Lock-in of promoters stake: At least 20% of the post listing capital is required to be held by the promoters of the SME which shall be locked-in for a period of three years from the date of listing on the ITP.
Ticket size: The minimum trading lot on the ITP has been set at INR 1,000,000 (Rupees One Million Only).
Exit from the ITP: SME listed on the ITP may exit from it if: (i) its shareholders approve such exit through a special resolution with 90% of total votes and the majority of non-promoter votes in favour of such proposal; (ii) the recognised stock exchange where its shares are listed approves such exit.
Further, an SME listed on the ITP shall exit from it if: (i) the specified securities have been listed on ITP for a period of ten years; (ii) the SME has paid-up capital of more than INR 250,000,000 (Rupees Two Hundred Fifty Million Only); (iii) the SME has revenue of more than INR 3,000,000,000 (Rupees Three Billion Only) as per the last audited financial statement; or (iv) the SME has market capitalization of more than INR 5,000,000,000 (Rupees Five Billion Only).
However, the stock exchange may grant 18 months’ time to the SME to delist from the platform on occurrence of the events specified in this paragraph.
Non-applicability of the Takeover Code and the Delisting Regulations: The SEBI (Substantial Acquisition of Shares and Takeovers) Regulations, 2011 (“Takeover Code”) has been amended to the effect that the Takeover Code shall not apply to direct and indirect acquisition of shares or voting rights in, or control over, a company listed on the ITP of a recognised stock exchange.
Mainline IPOs in 2020
Similarly, the SEBI (Delisting of Equity Shares) Regulations, 2009 (“Delisting Regulations”) has also been amended to the effect that the Delisting Regulations shall not apply to securities listed on the ITP of a recognised stock exchange.

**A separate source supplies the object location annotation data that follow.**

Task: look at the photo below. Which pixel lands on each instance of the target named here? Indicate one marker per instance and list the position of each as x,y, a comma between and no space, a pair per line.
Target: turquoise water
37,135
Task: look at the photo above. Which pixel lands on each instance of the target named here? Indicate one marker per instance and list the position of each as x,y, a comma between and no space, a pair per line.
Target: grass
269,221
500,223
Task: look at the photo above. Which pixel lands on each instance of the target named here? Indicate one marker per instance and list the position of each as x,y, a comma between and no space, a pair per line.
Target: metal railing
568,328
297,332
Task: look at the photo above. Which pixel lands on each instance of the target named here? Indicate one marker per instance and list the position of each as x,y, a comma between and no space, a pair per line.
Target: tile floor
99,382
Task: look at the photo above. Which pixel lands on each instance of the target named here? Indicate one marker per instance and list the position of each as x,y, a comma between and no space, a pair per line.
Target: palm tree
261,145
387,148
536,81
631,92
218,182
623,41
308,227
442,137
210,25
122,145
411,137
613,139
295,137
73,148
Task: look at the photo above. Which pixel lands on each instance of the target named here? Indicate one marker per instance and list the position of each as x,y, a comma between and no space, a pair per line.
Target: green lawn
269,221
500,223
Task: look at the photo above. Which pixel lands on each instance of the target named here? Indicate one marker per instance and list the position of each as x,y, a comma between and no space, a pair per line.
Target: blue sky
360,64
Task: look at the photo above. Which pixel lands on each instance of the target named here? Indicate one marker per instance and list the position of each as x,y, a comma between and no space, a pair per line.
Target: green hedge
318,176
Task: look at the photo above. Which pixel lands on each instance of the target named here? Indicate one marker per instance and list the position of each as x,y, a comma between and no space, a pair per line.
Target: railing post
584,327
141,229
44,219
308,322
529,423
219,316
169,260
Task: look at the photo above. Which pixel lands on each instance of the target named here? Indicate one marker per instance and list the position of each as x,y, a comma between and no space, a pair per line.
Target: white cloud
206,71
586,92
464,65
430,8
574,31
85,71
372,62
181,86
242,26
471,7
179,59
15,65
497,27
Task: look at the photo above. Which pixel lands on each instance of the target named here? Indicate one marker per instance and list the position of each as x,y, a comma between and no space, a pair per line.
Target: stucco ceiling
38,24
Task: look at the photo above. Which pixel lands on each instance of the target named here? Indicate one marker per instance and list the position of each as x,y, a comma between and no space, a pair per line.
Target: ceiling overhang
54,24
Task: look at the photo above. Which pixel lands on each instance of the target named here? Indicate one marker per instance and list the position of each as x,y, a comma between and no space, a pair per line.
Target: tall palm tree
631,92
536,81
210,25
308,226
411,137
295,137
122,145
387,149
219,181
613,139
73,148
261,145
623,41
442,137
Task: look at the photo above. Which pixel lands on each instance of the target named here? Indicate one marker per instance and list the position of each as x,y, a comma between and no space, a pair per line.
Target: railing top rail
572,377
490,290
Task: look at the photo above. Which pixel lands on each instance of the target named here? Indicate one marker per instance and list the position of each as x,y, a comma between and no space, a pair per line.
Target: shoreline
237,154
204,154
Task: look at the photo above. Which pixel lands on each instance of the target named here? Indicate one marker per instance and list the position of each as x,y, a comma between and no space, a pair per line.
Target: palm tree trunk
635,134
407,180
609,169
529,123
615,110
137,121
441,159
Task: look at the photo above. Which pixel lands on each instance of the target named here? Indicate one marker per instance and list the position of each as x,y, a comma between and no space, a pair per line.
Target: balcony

The ITP Regulations should go a long way in providing the necessary stimulus in the growth of SMEs which in turn will help in variety of facets in addition to fostering of innovation. The new platform should aid SMEs in getting access to capital as well as wider visibility.
As the mode of exiting from the platform is also relatively simplified, the migration to the main exchange would possibly be much smoother for a company whose specified securities are listed on the ITP of a recognised stock exchange.
As SEBI had indicated in the Board Meeting of June 25, 2013, the ITP Regulations are framed with the intention of allowing easier exit options for the informed investors who risk their capital to support SMEs.
Among other things, specifically the conditions specified in 1(d) of this Hotline will enable a number of angel investors and venture capitalists to explore the avenue of getting their eligible portfolio companies listed on this new platform and thereby seek an easy and efficient exit. Further, non-applicability of certain onerous conditions, as in case of listing under Chapter XB of the ICDR Regulations or with respect to listing on the main exchange, will encourage a number of start-ups and SMEs to explore the option of getting their specified securities listed on the ITP.
This platform is certainly likely to see some action in the near future due to certain encouraging aspects such as no restriction from raising further capital by private placement or rights issue, non-applicability of Takeover Code and Delisting Regulations to the SME whose specified securities are listed on ITP, etc.
1 Regulation 106N(1)(c) of the ICDR Regulations defines ‘SME exchange’ as a trading platform of a recognised stock exchange having nationwide trading terminals permitted by SEBI to list the specified securities issued in accordance with Chapter XB of the ICDR Regulations and includes a stock exchange granted recognition for this purpose but does not include the Main Board.
Regulation 106N(1)(a) of the ICDR Regulations defines ‘Main Board’ as a recognized stock exchange having nationwide trading terminals, other than SME exchange.